Abstract The particles-in-Liquid Crystals (LCs) composites have the capability to serve as the promising candidate for enhancing the inherent characteristics of the LCs which can open new avenues for sensing, display and photochemical applications. The complexity and variety of hierarchical self-organized structures coupled with the high mechanical strength induced by the addition of the small fraction of colloidal or nanoparticles has continuously attracted the attention of the soft matter scientific community. The objective of this review is to systematically investigate the current and past literature which focusses on the implication of inclusion of particles on the behaviour of nematic LCs (NLCs) and smectic LCs in particular. Herein, we present a chronicle of the seminal work on the spherical and anisotropic particle self-assembly in NLCs, two major mechanisms of particulate network formation and its implication on the rheology of the particles-in-NLC composites. The fundamental aspects of the confinement of NLCs and smectic LCs in the pores and also in the network of fumed silica nanoparticles are discussed and the subsequent influence on the phase, structural, dynamical and rheological behaviour is explained.
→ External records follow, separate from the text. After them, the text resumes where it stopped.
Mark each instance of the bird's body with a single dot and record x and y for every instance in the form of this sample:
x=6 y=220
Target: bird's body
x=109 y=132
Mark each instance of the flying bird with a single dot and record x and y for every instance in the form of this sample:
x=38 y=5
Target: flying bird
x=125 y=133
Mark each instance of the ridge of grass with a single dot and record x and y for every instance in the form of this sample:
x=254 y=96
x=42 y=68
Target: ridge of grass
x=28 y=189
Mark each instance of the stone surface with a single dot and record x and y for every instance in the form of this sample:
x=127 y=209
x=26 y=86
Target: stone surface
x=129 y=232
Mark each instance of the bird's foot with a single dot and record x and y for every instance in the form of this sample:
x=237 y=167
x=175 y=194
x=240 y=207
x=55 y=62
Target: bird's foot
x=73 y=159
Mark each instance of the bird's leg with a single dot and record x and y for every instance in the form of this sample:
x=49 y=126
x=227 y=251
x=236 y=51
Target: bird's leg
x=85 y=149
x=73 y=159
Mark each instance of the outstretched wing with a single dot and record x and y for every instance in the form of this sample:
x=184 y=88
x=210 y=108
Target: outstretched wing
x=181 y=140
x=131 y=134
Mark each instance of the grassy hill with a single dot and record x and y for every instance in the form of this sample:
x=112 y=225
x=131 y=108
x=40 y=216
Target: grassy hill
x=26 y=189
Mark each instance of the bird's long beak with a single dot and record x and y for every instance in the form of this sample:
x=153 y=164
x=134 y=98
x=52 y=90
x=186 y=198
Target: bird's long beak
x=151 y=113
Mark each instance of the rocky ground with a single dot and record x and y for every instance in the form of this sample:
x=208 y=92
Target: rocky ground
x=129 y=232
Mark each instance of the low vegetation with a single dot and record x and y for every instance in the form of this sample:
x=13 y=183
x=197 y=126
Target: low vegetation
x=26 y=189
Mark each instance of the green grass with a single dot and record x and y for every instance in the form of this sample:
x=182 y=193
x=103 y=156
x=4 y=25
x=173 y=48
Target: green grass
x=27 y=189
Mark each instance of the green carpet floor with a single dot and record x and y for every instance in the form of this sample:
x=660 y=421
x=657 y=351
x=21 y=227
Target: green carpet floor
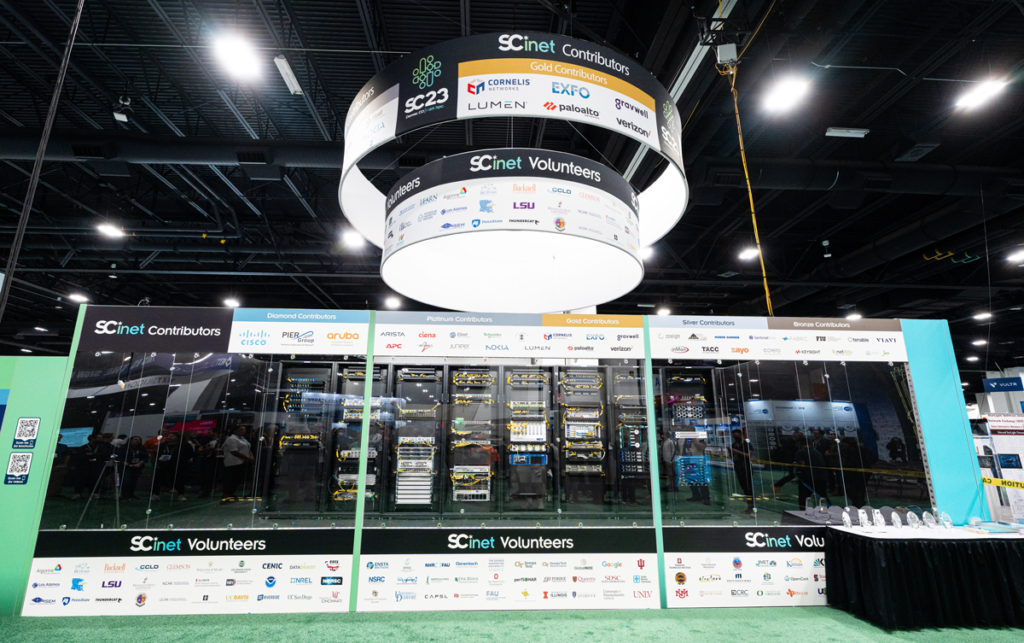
x=794 y=625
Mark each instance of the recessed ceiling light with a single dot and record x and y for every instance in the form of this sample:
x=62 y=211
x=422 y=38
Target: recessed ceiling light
x=785 y=94
x=847 y=132
x=980 y=93
x=109 y=230
x=237 y=56
x=351 y=239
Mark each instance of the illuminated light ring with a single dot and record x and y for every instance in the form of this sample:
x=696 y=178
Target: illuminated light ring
x=438 y=69
x=512 y=230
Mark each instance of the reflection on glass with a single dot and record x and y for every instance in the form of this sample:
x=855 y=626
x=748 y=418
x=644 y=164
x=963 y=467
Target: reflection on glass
x=774 y=436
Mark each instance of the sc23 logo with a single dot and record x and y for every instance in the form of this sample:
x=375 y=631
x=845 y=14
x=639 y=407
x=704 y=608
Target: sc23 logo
x=429 y=99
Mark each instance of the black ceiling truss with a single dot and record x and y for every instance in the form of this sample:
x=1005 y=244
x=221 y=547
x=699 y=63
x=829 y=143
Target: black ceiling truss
x=230 y=189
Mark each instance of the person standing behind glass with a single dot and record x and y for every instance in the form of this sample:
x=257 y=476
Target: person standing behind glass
x=132 y=458
x=741 y=465
x=237 y=456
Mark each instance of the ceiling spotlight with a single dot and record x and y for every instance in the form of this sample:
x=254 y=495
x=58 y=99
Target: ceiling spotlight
x=351 y=239
x=847 y=132
x=109 y=230
x=980 y=93
x=237 y=56
x=785 y=94
x=122 y=113
x=288 y=75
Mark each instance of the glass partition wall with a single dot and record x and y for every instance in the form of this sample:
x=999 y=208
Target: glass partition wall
x=511 y=442
x=217 y=440
x=758 y=442
x=158 y=440
x=163 y=440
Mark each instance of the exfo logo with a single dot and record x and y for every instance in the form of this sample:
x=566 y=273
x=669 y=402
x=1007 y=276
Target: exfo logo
x=569 y=89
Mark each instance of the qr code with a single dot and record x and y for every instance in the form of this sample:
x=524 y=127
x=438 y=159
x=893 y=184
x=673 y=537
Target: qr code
x=18 y=464
x=28 y=429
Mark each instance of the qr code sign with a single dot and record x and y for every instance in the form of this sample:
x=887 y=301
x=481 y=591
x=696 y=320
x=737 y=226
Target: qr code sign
x=18 y=464
x=28 y=429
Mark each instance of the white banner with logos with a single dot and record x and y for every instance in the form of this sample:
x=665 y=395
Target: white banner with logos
x=456 y=335
x=454 y=583
x=189 y=585
x=289 y=331
x=763 y=338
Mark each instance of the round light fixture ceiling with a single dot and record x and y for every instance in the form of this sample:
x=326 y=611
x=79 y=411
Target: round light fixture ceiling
x=512 y=230
x=509 y=267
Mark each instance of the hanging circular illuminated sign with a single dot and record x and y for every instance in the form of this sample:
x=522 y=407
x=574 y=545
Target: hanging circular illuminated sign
x=512 y=230
x=531 y=75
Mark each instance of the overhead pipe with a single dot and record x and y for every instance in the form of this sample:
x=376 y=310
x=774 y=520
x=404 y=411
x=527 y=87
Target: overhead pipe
x=938 y=225
x=137 y=148
x=710 y=177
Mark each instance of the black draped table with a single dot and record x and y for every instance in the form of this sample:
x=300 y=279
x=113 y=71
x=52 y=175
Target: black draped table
x=908 y=579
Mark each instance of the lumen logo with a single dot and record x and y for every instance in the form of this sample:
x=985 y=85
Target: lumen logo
x=486 y=162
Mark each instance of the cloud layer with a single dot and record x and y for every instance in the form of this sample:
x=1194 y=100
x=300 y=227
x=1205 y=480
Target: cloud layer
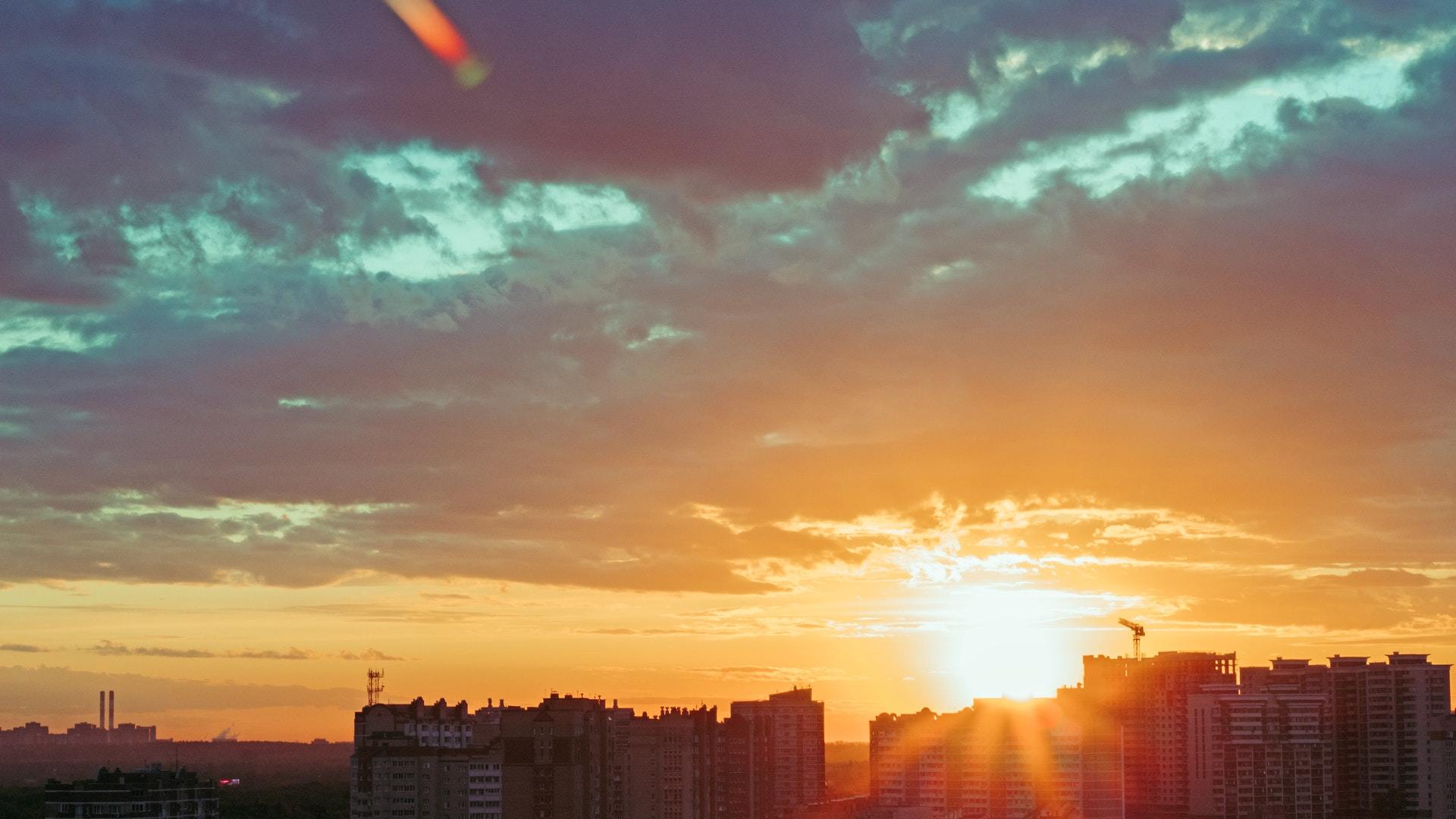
x=699 y=297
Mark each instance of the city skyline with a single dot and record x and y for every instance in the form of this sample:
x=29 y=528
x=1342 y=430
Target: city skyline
x=682 y=350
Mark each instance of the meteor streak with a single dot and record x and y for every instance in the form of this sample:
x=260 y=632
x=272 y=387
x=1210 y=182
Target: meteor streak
x=441 y=38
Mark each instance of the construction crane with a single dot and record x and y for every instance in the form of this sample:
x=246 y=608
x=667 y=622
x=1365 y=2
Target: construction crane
x=1138 y=635
x=376 y=686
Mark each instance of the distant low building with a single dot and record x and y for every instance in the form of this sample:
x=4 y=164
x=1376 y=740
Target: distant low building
x=152 y=793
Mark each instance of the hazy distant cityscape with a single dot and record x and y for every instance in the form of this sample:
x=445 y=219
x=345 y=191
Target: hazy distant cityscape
x=1166 y=736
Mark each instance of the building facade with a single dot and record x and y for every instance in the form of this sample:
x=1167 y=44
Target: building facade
x=1385 y=720
x=998 y=760
x=1264 y=755
x=774 y=755
x=422 y=763
x=565 y=758
x=1147 y=697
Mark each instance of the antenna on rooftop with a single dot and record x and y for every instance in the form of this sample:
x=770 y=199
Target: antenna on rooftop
x=1138 y=635
x=376 y=686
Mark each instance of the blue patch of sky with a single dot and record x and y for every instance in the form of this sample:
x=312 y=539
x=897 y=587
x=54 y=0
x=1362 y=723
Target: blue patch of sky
x=1206 y=133
x=471 y=226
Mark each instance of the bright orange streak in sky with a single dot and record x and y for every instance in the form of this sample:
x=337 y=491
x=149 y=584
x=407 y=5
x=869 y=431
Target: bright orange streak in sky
x=441 y=38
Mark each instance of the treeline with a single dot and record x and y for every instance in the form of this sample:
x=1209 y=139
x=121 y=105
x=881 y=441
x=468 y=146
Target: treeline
x=20 y=803
x=309 y=800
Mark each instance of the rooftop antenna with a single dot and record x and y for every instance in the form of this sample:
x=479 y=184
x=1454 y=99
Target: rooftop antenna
x=1138 y=635
x=376 y=686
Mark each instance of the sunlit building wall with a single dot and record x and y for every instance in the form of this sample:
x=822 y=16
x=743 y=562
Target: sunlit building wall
x=1386 y=722
x=1260 y=755
x=672 y=764
x=775 y=757
x=1149 y=698
x=999 y=760
x=419 y=761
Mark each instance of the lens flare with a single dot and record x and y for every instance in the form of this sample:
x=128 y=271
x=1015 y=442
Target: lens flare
x=441 y=38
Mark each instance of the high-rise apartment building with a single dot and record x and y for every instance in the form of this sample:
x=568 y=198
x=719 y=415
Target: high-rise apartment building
x=999 y=760
x=422 y=763
x=672 y=765
x=1147 y=697
x=774 y=755
x=1264 y=755
x=565 y=758
x=1386 y=725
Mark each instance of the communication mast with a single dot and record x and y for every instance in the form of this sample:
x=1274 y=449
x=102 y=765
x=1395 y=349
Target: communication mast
x=1138 y=637
x=376 y=686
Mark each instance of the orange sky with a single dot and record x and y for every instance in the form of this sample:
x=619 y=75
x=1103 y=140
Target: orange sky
x=708 y=349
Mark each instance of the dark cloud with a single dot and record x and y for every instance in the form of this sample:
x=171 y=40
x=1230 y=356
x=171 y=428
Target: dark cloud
x=753 y=96
x=1267 y=343
x=31 y=273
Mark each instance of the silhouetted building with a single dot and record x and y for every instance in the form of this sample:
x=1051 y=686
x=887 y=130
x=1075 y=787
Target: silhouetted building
x=672 y=765
x=772 y=757
x=1264 y=755
x=1385 y=722
x=1149 y=698
x=105 y=730
x=565 y=758
x=998 y=760
x=152 y=793
x=422 y=763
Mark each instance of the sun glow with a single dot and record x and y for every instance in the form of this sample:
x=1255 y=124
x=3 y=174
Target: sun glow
x=1005 y=642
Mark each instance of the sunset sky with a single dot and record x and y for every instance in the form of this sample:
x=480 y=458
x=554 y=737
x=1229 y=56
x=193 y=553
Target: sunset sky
x=712 y=347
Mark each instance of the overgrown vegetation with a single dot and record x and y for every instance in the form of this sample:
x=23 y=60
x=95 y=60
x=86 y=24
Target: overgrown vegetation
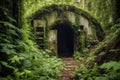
x=21 y=59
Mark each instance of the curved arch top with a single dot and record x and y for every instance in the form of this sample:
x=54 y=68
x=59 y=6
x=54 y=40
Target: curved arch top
x=64 y=8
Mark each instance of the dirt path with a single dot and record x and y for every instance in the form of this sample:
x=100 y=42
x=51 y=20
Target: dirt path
x=70 y=65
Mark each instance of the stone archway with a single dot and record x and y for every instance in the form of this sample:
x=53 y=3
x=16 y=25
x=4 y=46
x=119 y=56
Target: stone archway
x=85 y=26
x=65 y=39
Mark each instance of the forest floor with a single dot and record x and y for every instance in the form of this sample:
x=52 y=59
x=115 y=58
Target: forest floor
x=70 y=65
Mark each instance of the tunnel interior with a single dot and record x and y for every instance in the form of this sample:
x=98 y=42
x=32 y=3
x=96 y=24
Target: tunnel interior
x=65 y=40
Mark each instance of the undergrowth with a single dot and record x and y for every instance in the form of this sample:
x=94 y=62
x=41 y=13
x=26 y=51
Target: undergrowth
x=22 y=60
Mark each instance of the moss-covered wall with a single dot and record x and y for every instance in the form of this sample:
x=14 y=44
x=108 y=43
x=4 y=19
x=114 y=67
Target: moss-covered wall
x=102 y=10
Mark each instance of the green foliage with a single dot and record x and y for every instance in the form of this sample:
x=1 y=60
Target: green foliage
x=106 y=71
x=21 y=59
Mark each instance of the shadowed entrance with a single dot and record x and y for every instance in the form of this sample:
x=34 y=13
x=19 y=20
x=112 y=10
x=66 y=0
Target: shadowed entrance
x=65 y=38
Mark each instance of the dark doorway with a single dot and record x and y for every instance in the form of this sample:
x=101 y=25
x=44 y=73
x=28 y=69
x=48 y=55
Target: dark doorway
x=65 y=38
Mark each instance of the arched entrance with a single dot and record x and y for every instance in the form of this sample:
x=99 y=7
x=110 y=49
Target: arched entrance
x=65 y=40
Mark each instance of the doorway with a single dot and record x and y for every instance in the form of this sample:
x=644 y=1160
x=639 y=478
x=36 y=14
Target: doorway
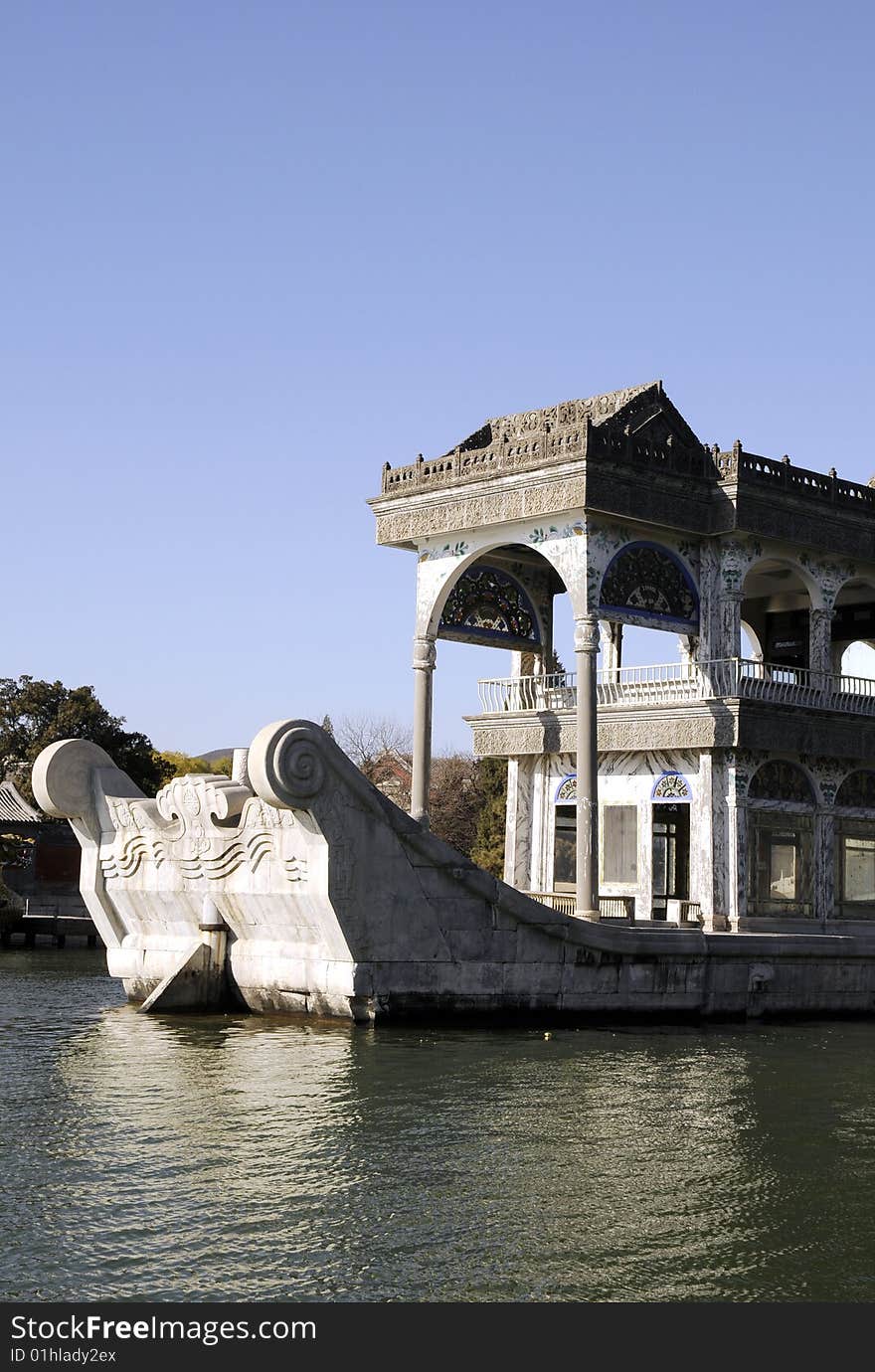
x=671 y=856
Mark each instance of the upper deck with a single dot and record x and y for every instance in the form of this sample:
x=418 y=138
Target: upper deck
x=631 y=454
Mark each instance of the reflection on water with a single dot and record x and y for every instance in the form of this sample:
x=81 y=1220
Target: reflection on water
x=243 y=1158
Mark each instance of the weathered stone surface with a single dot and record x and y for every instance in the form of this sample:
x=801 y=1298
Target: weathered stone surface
x=336 y=903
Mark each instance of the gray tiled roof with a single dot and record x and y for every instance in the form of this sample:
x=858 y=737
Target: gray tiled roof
x=14 y=808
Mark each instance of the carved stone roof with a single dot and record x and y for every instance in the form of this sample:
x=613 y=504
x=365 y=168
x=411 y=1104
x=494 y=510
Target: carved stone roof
x=596 y=408
x=554 y=435
x=14 y=808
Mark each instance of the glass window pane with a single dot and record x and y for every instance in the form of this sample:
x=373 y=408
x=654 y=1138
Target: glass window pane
x=565 y=845
x=859 y=869
x=782 y=867
x=620 y=844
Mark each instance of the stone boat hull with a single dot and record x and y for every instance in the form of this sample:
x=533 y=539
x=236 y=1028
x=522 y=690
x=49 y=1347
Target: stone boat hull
x=299 y=888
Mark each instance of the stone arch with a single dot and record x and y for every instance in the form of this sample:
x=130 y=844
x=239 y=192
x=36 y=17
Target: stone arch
x=853 y=625
x=780 y=603
x=857 y=789
x=431 y=613
x=671 y=787
x=755 y=639
x=649 y=585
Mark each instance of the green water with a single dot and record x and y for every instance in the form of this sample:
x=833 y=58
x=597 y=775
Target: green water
x=263 y=1159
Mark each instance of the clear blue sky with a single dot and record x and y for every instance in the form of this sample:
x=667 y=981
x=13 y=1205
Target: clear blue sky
x=253 y=252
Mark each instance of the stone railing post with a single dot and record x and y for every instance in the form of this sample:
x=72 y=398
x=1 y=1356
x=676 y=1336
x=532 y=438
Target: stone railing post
x=586 y=650
x=424 y=659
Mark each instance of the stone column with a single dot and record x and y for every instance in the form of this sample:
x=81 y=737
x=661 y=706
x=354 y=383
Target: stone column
x=738 y=859
x=820 y=648
x=424 y=659
x=824 y=866
x=720 y=679
x=612 y=648
x=586 y=652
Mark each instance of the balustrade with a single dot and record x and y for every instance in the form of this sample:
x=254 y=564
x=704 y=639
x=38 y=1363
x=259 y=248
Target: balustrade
x=690 y=681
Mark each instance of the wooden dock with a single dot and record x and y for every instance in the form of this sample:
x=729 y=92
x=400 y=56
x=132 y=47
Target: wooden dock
x=46 y=925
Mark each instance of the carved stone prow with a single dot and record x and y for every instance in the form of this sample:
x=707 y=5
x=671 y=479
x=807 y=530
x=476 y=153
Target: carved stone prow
x=71 y=780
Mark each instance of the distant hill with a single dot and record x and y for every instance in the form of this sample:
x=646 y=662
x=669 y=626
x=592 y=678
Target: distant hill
x=217 y=752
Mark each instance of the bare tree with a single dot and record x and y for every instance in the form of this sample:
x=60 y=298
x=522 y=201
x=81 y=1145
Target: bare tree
x=369 y=739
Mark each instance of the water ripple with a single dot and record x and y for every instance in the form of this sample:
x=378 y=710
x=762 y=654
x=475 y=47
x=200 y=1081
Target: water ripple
x=239 y=1158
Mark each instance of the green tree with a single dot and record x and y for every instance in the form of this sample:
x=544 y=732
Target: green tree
x=36 y=714
x=454 y=800
x=488 y=847
x=181 y=765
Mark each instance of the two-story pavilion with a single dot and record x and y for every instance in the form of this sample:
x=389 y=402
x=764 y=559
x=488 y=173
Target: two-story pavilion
x=734 y=789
The article also attempts to provide a clear distinction between particles-in-NLC systems with predominantly repulsive and attractive interparticle interactions in terms of rheology and microstructure. The review also highlights the existing gaps in the literature which still lacks clarity on the chief factors governing the particle self-organization and the correlation between the confinement and rheological response. Finally, we describe the future perspectives which can potentially give rise to diverse applications of particles-in-LC composites.